As his fascination grew so did his collection. Trutt purchased a variety of books published between 1869 and 2000, each authored either by or on the subject of Gilbert and/or Sullivan. In an attempt to make his collection unique Trutt sought out nearly every available edition of each title he purchased.
The books, which Trutt said make up the heart of the collection, include full scripts of the Gilbert and Sullivan collaborations, their distinct works created prior to their collaborative efforts, and biographies, dictionaries, and commentaries by well known collectors.
Trutt also sought out items that most collectors would not bother to obtain. Using this distinct strategy, he expanded his collection to include books about the Savoy Hotel and Theatre in London that was built specifically for Gilbert and Sullivan’s operas.

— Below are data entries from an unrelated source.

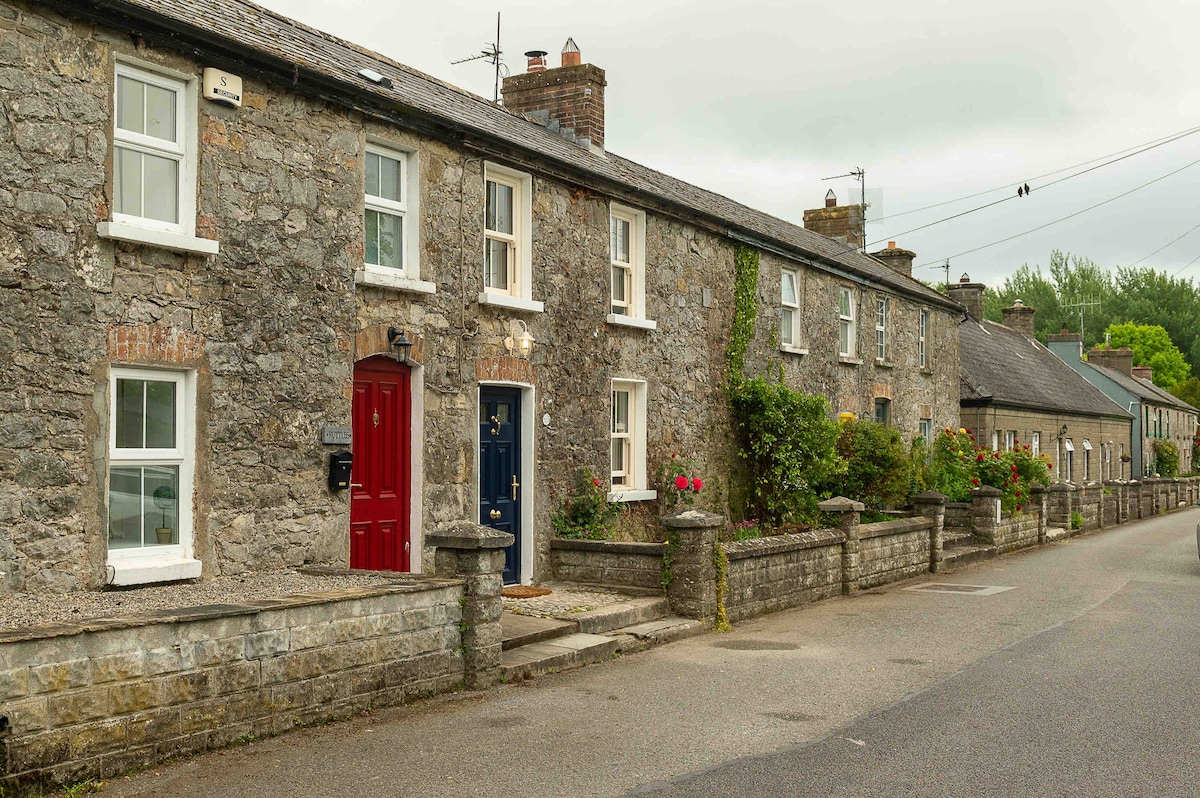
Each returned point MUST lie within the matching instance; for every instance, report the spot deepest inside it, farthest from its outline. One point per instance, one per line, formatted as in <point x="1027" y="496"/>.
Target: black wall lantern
<point x="400" y="342"/>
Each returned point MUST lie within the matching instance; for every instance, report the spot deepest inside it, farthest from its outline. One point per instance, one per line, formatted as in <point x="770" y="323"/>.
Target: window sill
<point x="631" y="321"/>
<point x="376" y="279"/>
<point x="174" y="241"/>
<point x="147" y="570"/>
<point x="511" y="303"/>
<point x="633" y="496"/>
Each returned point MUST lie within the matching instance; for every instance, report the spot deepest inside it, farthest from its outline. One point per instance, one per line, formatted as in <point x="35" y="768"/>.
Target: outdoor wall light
<point x="519" y="345"/>
<point x="400" y="342"/>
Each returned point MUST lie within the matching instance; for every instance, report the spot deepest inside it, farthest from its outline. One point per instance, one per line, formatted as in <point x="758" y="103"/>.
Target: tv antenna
<point x="492" y="53"/>
<point x="861" y="177"/>
<point x="1081" y="306"/>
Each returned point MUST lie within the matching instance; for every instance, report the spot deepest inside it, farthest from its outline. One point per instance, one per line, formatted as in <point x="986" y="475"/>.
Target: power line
<point x="1042" y="227"/>
<point x="1011" y="186"/>
<point x="1053" y="183"/>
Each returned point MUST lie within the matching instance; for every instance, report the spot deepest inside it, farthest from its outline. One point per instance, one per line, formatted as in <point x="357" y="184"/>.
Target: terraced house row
<point x="237" y="252"/>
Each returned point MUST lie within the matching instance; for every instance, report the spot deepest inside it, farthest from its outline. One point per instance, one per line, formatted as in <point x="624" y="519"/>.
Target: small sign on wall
<point x="335" y="436"/>
<point x="223" y="88"/>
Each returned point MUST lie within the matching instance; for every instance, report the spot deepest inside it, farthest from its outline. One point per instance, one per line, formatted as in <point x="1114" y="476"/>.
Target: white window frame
<point x="790" y="312"/>
<point x="922" y="339"/>
<point x="519" y="295"/>
<point x="635" y="297"/>
<point x="178" y="235"/>
<point x="846" y="322"/>
<point x="634" y="487"/>
<point x="881" y="328"/>
<point x="167" y="562"/>
<point x="408" y="276"/>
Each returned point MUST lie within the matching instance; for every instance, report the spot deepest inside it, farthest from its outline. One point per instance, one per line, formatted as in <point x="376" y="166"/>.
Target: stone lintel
<point x="468" y="535"/>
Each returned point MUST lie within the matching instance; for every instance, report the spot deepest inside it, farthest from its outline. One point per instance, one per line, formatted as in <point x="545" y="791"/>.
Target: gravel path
<point x="21" y="610"/>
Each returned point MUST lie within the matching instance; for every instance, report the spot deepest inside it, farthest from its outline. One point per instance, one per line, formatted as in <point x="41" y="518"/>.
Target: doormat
<point x="523" y="592"/>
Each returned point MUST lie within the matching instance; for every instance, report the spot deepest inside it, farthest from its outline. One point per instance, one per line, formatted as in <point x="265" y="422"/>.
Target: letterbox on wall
<point x="340" y="469"/>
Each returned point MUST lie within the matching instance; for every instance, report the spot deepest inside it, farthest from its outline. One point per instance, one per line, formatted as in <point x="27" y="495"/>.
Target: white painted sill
<point x="511" y="303"/>
<point x="174" y="241"/>
<point x="631" y="321"/>
<point x="147" y="570"/>
<point x="633" y="496"/>
<point x="367" y="276"/>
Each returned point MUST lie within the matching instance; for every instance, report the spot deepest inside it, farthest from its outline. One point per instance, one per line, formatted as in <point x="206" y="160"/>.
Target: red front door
<point x="379" y="489"/>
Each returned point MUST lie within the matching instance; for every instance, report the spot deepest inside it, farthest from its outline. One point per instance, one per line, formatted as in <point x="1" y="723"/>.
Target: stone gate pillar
<point x="931" y="504"/>
<point x="849" y="515"/>
<point x="475" y="555"/>
<point x="693" y="587"/>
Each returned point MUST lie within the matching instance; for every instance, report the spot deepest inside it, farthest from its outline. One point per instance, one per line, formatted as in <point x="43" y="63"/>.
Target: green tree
<point x="1152" y="347"/>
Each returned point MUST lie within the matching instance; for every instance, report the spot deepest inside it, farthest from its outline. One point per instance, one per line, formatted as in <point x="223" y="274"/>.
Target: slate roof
<point x="1145" y="389"/>
<point x="275" y="39"/>
<point x="1002" y="366"/>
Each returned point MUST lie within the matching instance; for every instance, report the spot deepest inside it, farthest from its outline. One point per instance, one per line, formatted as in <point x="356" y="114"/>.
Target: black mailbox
<point x="340" y="471"/>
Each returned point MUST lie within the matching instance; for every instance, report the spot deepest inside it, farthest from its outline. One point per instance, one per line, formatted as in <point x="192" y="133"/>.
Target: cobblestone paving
<point x="565" y="599"/>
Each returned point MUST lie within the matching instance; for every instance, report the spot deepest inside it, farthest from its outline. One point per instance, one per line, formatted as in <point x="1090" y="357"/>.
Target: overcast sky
<point x="935" y="100"/>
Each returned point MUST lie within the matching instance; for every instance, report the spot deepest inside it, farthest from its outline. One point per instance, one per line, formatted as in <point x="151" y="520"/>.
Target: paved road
<point x="1080" y="679"/>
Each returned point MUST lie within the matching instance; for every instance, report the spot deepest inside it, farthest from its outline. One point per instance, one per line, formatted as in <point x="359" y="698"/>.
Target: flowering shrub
<point x="677" y="485"/>
<point x="959" y="465"/>
<point x="588" y="514"/>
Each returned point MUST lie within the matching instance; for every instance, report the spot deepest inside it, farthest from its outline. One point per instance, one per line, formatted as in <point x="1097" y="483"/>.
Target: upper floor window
<point x="508" y="265"/>
<point x="627" y="255"/>
<point x="790" y="313"/>
<point x="881" y="329"/>
<point x="846" y="322"/>
<point x="154" y="160"/>
<point x="922" y="335"/>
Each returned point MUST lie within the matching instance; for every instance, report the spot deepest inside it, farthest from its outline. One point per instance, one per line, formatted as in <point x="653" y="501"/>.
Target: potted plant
<point x="163" y="499"/>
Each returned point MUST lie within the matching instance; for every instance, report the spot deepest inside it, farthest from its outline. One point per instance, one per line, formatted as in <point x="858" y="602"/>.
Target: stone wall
<point x="611" y="563"/>
<point x="893" y="550"/>
<point x="772" y="574"/>
<point x="96" y="699"/>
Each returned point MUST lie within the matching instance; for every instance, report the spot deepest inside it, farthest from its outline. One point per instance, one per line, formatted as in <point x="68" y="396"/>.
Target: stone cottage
<point x="1015" y="391"/>
<point x="1157" y="414"/>
<point x="235" y="251"/>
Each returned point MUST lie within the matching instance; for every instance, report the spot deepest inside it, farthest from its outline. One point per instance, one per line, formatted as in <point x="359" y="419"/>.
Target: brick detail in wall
<point x="373" y="341"/>
<point x="509" y="370"/>
<point x="154" y="345"/>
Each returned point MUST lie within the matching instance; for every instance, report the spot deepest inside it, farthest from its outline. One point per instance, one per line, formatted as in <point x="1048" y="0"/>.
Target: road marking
<point x="970" y="589"/>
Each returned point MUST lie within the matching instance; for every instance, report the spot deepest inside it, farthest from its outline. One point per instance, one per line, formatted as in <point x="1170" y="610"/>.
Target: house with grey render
<point x="273" y="299"/>
<point x="1157" y="414"/>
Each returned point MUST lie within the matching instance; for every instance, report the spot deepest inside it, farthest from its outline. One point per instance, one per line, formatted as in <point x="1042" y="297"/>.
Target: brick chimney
<point x="1115" y="359"/>
<point x="839" y="222"/>
<point x="1019" y="318"/>
<point x="969" y="295"/>
<point x="568" y="97"/>
<point x="897" y="259"/>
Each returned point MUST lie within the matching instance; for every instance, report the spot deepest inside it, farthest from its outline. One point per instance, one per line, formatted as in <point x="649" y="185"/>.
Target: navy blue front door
<point x="499" y="469"/>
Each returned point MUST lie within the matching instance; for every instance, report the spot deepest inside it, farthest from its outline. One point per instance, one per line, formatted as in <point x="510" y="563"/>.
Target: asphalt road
<point x="1081" y="678"/>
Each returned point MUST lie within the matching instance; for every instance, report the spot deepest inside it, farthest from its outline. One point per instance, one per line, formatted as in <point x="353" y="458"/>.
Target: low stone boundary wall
<point x="893" y="550"/>
<point x="105" y="696"/>
<point x="781" y="571"/>
<point x="606" y="562"/>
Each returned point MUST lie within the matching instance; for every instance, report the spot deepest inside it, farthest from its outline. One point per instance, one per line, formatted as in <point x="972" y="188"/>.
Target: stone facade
<point x="269" y="311"/>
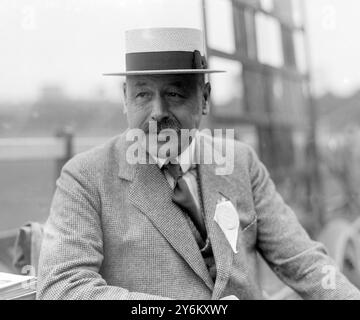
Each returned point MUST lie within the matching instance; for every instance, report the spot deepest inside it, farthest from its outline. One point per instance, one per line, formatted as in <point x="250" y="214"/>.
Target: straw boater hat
<point x="164" y="51"/>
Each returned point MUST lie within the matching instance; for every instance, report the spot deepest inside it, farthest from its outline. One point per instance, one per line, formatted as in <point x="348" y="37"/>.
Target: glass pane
<point x="255" y="93"/>
<point x="227" y="89"/>
<point x="289" y="47"/>
<point x="267" y="5"/>
<point x="220" y="25"/>
<point x="283" y="8"/>
<point x="250" y="34"/>
<point x="269" y="42"/>
<point x="300" y="51"/>
<point x="298" y="12"/>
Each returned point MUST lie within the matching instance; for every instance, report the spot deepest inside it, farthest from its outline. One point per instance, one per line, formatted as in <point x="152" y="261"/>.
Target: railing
<point x="7" y="241"/>
<point x="60" y="148"/>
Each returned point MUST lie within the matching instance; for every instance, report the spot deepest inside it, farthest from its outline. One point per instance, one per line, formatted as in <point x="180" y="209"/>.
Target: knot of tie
<point x="174" y="170"/>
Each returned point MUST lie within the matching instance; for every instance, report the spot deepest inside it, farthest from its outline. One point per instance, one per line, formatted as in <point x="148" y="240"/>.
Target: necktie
<point x="184" y="199"/>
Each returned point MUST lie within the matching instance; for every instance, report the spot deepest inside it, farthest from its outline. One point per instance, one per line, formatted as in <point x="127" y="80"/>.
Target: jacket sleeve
<point x="300" y="262"/>
<point x="72" y="250"/>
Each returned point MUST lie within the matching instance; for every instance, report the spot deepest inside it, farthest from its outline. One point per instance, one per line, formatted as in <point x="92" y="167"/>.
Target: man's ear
<point x="125" y="97"/>
<point x="206" y="98"/>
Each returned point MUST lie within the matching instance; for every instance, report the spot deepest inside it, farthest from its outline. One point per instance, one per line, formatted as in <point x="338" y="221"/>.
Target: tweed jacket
<point x="114" y="233"/>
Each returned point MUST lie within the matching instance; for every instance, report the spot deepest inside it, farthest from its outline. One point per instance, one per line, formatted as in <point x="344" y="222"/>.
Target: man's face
<point x="172" y="101"/>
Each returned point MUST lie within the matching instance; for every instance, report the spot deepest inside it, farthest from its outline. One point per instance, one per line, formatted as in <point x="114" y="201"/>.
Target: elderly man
<point x="172" y="226"/>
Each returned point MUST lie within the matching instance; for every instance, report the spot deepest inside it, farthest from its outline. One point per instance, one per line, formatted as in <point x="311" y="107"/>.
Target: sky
<point x="71" y="43"/>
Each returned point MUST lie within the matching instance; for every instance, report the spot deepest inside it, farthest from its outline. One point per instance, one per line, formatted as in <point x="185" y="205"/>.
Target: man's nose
<point x="159" y="109"/>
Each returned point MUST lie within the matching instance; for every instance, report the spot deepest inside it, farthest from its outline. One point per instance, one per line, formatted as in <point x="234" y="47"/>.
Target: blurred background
<point x="292" y="91"/>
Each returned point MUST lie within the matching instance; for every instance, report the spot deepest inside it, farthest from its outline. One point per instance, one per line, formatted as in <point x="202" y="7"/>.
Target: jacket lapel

He also incorporated novels by Gilbert’s father, periodical publications associated with the duo, biographies about and works by original actors in Gilbert and Sullivan’s collaborations. Trutt’s favorite part of his collection is a vast number of editions of Alfred Tennyson’s poem ‘The Princess,’ from which Gilbert adapted his play ‘Princess Ida.’
Considering various universities for this collection, Trutt investigated CSUN’s Gilbert and Sullivan holdings. He wanted to give the collection to someone who would maintain its integrity and not discard any of the items.
‘I wanted somewhere that had an abysmal Gilbert and Sullivan collection, something nearly non-existent,’ said Trutt.
According to his research, Trutt said the CSUN catalogue contained very small number of Gilbert and Sullivan titles.
In 2007, Trutt invited CSUN Special Collections Curator and librarian Tony Gardner to his home to view the collection. Shortly after the visit, Trutt decided to make CSUN the collection’s new home.
‘He (Tony) was ecstatic,’ said Trutt, ‘It made me so happy to know he was interested. CSUN has a growing and energetic special collections and Tony made me feel so good about the decision.’
Gardner was equally enthusiastic about Trutt’s contribution to the university’s special collections.
‘We are excited and honored to announce this magnificent donation by Mr. Trutt. It is a collection of grand scope and undeniable importance,’ he said.
Aside from the collection’s monumental number of books and manuscripts, Trutt also gave the university several collectables. These include vinyl recordings of Gilbert and Sullivan’s operas from the 1930s and 1940s, sculptures and busts, jugs, tins, stuffed-animals, as well as antique buttons all directly related to Gilbert and Sullivan.
Trutt admits that he did keep several particularly dear items for himself.
‘I have a collection of Royal Doulton ceramic figurines, some pitchers and mugs; a few early American pressed glass items, and enameled boxes in display cases at home. I kept them for myself because I felt that they should not be packed away,’ said Trutt.
Although he has hung on to several Gilbert and Sullivan keepsakes, Trutt insists that he is finished adding to his collection. He has moved on to a new interest, the English manor home, Haddon Hall.
Trutt’s pursuits may have shifted but he encourages students and anyone else interested in Gilbert and Sullivan to visit the collection. He is even happy to give tours and discuss the collection.
‘I hope people will take advantage of this information and explore it. It will give you a real appreciation of Gilbert and Sullivan. This is one of the best public collections in California. I believe you outdo UCLA on this,’ said Trutt.
The Oviatt Library has yet to determine a display date for the collection but the complete contents can be accessed through the library’s catalogue under the heading David Trutt Gilbert and Sullivan Collection.